MANON CONTRINO Y TOUFIK MAADI
Creadores del espectáculo Pulse.


Según Manon y Toufik, coreógrafos y directores de la Compañía B21, el nacimiento de Pulse surge con la intención de aunar danza con hiphop tiene su raíz en lo que se denomina block parties, algo así como una reunión familiar (elemento típico del flamenco). Hay una mezcla de bailes contemporáneos y movimientos tradicionales formando un conjunto para traducir algo universal con un lenguaje expresivo accesible y, sobre todo, participativo. Ambas disciplinas coreográficas no son tan distintas como a primera vista podría parecer. El espectáculo pretende, y lo consigue, cerrar la idea de que el hiphop es algo marginal.

Existe el entendimiento del hiphop como una cultura musical que no solamente es sonido sino que implica comportamientos. No está suscrito al mundo de las tendencias. El tópico que asocia este estilo musical, y su escucha, con la marginalidad del suburbio se encuentra bastante extendido. La cultura hiphop en Francia lleva existiendo desde principios de los ochenta. Manon y Toufik forman parte de la tercera generación que nació y creció en este ambiente, sin necesidad de ser introducidos. Su ventaja, frente a un lenguaje normalizado expresivamente, es que permite alcanzar a más público. En Francia es el cuarto estilo más popular de escuchas musicales pero si nos referimos a la profundidad, y a lo que el ser humano entiende por hiphop, Manon cree que hay dos espacios en el espectáculo de hoy, como normalmente suele haber dos ambientes en cada representación: el escenario y el público. Gracias a la interacción entre ambos se comparte una fiesta inmersiva que rompe barreras con el público. Pulse no será un espectáculo clásico donde la gente se sienta para ver y recibir.

La noche va a tener al público como protagonista de este estímulo musical y conportamental. La pulsión se entiende también como los latidos del corazón, la energía que se desprende al dispersarse la esencia de la danza en la sala a través de la fisicidad y hacia el público. El beat es como un ímpetu que el corazón del hiphop mantiene intacto.

La colaboración del Centro Coreográfico María Pagés de Fuenlabrada sella una cercanía utilizada para indagar en los orígenes del baile. La orquestografía corporal festeja las culturas y su interés por el flamenco no podía olvidarse.

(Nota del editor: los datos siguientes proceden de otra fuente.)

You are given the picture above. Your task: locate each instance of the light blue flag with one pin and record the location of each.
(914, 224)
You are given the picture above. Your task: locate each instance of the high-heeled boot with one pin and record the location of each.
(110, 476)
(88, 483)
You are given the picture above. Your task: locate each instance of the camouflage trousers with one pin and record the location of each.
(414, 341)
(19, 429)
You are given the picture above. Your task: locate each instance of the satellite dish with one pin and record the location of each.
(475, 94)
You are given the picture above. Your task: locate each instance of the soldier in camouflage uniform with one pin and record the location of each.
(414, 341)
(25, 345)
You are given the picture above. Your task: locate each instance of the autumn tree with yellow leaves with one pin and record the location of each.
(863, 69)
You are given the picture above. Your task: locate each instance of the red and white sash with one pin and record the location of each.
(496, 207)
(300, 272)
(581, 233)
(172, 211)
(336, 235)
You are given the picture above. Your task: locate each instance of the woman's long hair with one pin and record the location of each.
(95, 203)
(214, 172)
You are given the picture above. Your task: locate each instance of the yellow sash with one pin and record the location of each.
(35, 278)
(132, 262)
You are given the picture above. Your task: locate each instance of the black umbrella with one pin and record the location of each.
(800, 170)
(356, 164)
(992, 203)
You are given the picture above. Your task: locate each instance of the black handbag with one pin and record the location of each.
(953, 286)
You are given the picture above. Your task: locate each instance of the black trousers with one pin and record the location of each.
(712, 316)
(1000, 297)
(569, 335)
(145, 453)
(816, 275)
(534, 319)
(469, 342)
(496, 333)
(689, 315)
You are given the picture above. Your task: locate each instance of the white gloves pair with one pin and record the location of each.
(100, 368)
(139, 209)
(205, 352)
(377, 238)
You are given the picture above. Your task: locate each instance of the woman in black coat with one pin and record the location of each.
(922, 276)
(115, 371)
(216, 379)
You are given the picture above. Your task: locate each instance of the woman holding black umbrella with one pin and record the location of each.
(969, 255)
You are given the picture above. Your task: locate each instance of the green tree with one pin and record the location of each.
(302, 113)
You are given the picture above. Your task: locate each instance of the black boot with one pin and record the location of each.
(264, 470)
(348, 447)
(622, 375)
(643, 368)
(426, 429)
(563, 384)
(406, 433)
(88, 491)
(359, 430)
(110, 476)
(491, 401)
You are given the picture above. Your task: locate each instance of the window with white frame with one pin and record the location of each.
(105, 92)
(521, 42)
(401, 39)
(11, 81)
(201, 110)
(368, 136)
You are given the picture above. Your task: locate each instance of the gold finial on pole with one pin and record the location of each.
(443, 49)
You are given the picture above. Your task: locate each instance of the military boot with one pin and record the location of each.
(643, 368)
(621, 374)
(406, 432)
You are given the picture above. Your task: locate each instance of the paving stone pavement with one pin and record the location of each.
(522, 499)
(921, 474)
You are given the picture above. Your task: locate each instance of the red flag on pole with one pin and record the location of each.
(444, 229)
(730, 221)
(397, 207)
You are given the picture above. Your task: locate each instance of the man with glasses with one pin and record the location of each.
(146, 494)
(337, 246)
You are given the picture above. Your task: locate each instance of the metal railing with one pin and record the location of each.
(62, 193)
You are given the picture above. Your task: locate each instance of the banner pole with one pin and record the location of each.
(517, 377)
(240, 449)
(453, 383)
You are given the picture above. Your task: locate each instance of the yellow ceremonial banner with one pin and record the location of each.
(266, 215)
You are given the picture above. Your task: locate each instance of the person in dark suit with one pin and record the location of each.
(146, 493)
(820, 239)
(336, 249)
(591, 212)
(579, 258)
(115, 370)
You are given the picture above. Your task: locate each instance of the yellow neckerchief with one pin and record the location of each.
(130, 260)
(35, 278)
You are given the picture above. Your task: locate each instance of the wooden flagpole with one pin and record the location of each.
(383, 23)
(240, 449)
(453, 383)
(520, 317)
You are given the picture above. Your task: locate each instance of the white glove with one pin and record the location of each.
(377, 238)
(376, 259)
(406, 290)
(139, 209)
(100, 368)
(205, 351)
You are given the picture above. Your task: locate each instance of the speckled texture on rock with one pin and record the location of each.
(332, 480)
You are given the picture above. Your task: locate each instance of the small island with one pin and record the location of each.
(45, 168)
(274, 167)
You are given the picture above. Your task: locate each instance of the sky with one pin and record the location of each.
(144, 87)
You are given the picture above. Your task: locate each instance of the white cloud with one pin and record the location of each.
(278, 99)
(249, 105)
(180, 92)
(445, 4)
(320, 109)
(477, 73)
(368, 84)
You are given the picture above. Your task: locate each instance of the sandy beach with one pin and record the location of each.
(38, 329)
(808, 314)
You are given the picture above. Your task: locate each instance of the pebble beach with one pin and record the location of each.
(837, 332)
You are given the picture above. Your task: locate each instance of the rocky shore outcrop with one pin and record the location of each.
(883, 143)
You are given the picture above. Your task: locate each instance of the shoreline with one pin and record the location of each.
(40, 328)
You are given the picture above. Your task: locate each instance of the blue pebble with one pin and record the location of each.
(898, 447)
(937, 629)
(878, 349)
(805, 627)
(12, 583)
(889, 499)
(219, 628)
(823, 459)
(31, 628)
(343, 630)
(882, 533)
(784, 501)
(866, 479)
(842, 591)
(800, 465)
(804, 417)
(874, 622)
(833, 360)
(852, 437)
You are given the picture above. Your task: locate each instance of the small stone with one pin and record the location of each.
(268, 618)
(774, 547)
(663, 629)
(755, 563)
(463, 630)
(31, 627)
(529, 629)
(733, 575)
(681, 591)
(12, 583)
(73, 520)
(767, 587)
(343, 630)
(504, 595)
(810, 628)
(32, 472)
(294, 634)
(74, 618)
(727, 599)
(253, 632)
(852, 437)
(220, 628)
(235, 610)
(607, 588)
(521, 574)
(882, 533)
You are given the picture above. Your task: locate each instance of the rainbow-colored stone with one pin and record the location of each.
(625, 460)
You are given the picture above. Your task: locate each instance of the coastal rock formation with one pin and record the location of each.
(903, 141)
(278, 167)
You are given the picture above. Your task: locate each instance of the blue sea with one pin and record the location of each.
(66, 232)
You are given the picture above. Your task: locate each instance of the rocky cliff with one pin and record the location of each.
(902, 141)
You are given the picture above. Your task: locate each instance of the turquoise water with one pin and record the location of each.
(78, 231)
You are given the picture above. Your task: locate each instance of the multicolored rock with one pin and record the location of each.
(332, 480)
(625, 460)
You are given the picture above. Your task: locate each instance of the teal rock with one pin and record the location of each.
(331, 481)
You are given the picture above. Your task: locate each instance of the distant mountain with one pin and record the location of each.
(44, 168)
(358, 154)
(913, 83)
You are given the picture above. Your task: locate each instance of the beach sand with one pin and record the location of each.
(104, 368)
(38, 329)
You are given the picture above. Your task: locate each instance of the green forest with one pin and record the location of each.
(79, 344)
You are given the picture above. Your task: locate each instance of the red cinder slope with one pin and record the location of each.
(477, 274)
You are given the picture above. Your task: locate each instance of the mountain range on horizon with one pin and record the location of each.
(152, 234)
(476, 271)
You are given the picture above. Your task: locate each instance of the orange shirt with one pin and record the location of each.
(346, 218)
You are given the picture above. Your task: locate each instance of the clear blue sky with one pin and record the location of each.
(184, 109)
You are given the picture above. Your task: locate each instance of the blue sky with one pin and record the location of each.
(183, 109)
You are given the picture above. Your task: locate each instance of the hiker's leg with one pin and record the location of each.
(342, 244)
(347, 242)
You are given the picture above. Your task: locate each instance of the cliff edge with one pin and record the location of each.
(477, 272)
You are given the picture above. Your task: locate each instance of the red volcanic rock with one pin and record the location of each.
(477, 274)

La asistencia a ensayos previos de la Compañía de María Pages les permitió descubrir un aire informal y disciplinado que favoreció la conexión y el intercambio de bailarines, el hallazgo de otro entorno así como la posibilidad de charlar con la bailaora a cerca de su experiencia sobre cómo llegó a este mundo y el desarrollo de su lenguaje. El ritmo que hay en el baile flamenco sobre el escenario atrajo, e impulsó, la posibilidad de montar talleres con los jóvenes de Fuenlabrada. Una reflexión final levanta la curiosidad que pregunta, entre pena y envidia, por qué artistas franceses han tenido que venir a España tirarnos las orejas para representar esta fusión en plazas accesibles a un público mayoritario. A pesar de que haya fronteras entre hiphop y flamenco, cada vez más borrosas, y los límites geográficos marcan pero dicen poco, estamos ante estilos muy diferentes. María Pagés ha trabajado con bailarines contemporáneos, gracias al aperturismo mental, y que los músicos siguen a los bailarines: todo es una cuestión de lenguaje coreográfico, pero el corazón y las ganas son las mismas. Siguen marcando pulsión sobre el escenario.